フィニアンが沈黙を破ると、黒髪の青年は食べ物を飲み込んでから彼に視線を向けた。


「まさか、それまで忘れたわけじゃないだろうな」


「そんな言い方するなよ! その……悪夢があまりに強烈で。でも、何が起きたのか思い出せないんだ」


「……思い出せないほどの悪夢が、そこまで記憶に影響してるのか?」


二人は数秒間黙り込んだ。やがてミホークがその沈黙を破り、古びて丸まった一枚の紙をテーブルの空いたスペースに広げた。それは世界地図だった。広大な土地と無数の島々が描かれ、いくつかは陸橋で繋がっている。


「じゃあ、もう一度説明してやる」


ミホークは他の島より一回り大きい「レイヴンロック」という島を指さした。


「貯金が貯まり次第、船か飛行船を雇ってここへ移住する」


「レイヴンロック?」


「ああ。裕福な島だ」


「他にも選択肢はあるだろ。どうして他の場所は考えないんだ?」


「俺は、まず手が届く場所に集中してるんだ」


彼は他の島々や大陸を指し示した。


「観光客しか受け入れない場所もあれば、それすら拒む場所もある。残りの場所は、よそ者にどう反応するか分かったもんじゃない。レイヴンロックは、現地の法律に従う限り、ハイブリッドやヒューマノイドを受け入れている唯一の場所だ。住人の大半は純粋な人間だが、旅人たちはいつもあそこを『誠実で受け入れが良い』と評している」


「……海の中にあるこの名前は何だ?」


フィニアンは、二つの島の間にある「ヴォルピア」と呼ばれる海域を指さした。


「ネオ・オリンピアとオシリアの同盟下にある海底都市だ」


彼は近くの二つの島を指した。


「どうしてそんな場所が沈んでいるんだ?」


「色欲だ」


ミホークの答えは素っ気なく、端道的だった。


「……あんた、島のことによく詳しいんだな」


「あそこは特によく知ってる。そこにいる女たちを拝むために、一度は自分の目で見に行きたいと思ってるからな」


レストランの外から、少しずつ賑やかな歓声が聞こえ始めてきた。二人は何が起きているのか確かめるために外へ出た。そこでは大規模なパレードが行われており、中心には巨大な山車が鎮座していた。

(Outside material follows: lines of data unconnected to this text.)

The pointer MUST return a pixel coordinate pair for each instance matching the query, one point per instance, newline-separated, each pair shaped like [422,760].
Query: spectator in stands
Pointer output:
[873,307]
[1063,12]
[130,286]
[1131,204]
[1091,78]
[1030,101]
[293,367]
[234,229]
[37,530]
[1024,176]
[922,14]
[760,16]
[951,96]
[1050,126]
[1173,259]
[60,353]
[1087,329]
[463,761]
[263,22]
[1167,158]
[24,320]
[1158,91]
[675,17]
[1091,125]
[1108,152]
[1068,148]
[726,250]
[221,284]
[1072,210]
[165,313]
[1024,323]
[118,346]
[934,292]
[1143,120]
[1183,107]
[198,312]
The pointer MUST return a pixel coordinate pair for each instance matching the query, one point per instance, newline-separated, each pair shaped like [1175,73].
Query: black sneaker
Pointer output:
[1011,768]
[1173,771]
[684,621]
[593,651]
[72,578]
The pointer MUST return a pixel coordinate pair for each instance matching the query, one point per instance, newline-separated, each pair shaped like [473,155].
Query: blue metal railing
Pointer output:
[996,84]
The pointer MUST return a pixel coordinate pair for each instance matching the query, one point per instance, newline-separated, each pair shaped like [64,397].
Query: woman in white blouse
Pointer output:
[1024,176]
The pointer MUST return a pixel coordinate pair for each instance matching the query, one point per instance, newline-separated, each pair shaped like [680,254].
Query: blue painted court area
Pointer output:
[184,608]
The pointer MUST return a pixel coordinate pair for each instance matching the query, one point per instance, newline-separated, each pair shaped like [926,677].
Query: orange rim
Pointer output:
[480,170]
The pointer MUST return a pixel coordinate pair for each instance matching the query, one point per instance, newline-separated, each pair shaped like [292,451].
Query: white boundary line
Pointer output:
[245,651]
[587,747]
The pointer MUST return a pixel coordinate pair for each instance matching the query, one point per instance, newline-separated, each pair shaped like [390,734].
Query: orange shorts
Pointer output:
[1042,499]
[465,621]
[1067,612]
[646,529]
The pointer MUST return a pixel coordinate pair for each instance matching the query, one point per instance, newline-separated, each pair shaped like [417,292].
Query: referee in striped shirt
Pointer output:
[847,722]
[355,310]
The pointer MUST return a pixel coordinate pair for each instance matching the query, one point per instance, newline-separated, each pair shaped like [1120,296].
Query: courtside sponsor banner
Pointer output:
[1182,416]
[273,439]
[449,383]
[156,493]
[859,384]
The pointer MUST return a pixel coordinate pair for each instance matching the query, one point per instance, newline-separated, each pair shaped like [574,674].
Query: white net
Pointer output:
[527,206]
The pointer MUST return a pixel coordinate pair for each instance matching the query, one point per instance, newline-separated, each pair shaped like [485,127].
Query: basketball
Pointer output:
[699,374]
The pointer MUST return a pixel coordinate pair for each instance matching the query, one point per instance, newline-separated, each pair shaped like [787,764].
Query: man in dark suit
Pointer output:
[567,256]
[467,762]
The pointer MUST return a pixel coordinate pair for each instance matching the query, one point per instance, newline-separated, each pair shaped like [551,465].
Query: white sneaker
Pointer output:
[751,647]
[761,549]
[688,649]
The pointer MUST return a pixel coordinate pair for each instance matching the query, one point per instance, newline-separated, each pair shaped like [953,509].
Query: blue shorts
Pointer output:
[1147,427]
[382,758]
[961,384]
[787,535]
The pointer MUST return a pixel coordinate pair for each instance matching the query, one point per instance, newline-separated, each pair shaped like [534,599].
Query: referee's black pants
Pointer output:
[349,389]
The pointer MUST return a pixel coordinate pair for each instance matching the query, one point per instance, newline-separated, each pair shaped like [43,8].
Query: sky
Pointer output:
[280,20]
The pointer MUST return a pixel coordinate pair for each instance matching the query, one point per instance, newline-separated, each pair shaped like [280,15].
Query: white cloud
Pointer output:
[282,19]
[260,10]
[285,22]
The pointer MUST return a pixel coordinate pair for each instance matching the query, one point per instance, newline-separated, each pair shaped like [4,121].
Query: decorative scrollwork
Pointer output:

 山車の上には、この島の最高指導者候補であるアラリック・ハウンドベルが立ち、その後ろには制服に身を包んだ五人の忠実な守護者たちが控え、威圧感を放っている。


「あれは……誰だ?」


「アラリック・ハウンドベル。最高指導者の候補だ。後ろにいるのは個人ボディーガードの『コグシールド騎士団』。この騒ぎを見る限り、当選が決まったんだろうな」


 ミホークがポケットから財布を取り出す一方で、フィニアンはまだ包まれたままの食べかけのハンバーガーを手に持っていた。


「まだ何か払うものがあるのか?」


「ああ。今のうちに電気代を払っておきたい。残りの金は旅費として貯金する。督促状が来るのは面倒だからな」


「なるほどな」


 その時、パレードの進行方向とは逆に、フードを被った影が猛スピードで走ってきた。背後からは激怒した太った男が追いかけてくる。影は二人のすぐ脇を通り抜け、レストランの隣にある行き止まりの路地へと逃げ込んだ。フィニアンは様子を見るために、ゆっくりと路地へ足を踏み入れた。


「お願い、やめて!」


 か細い悲鳴が耳に届く。男がフードの人物の襟首を掴み上げ、今にも殴りかかろうとしていた。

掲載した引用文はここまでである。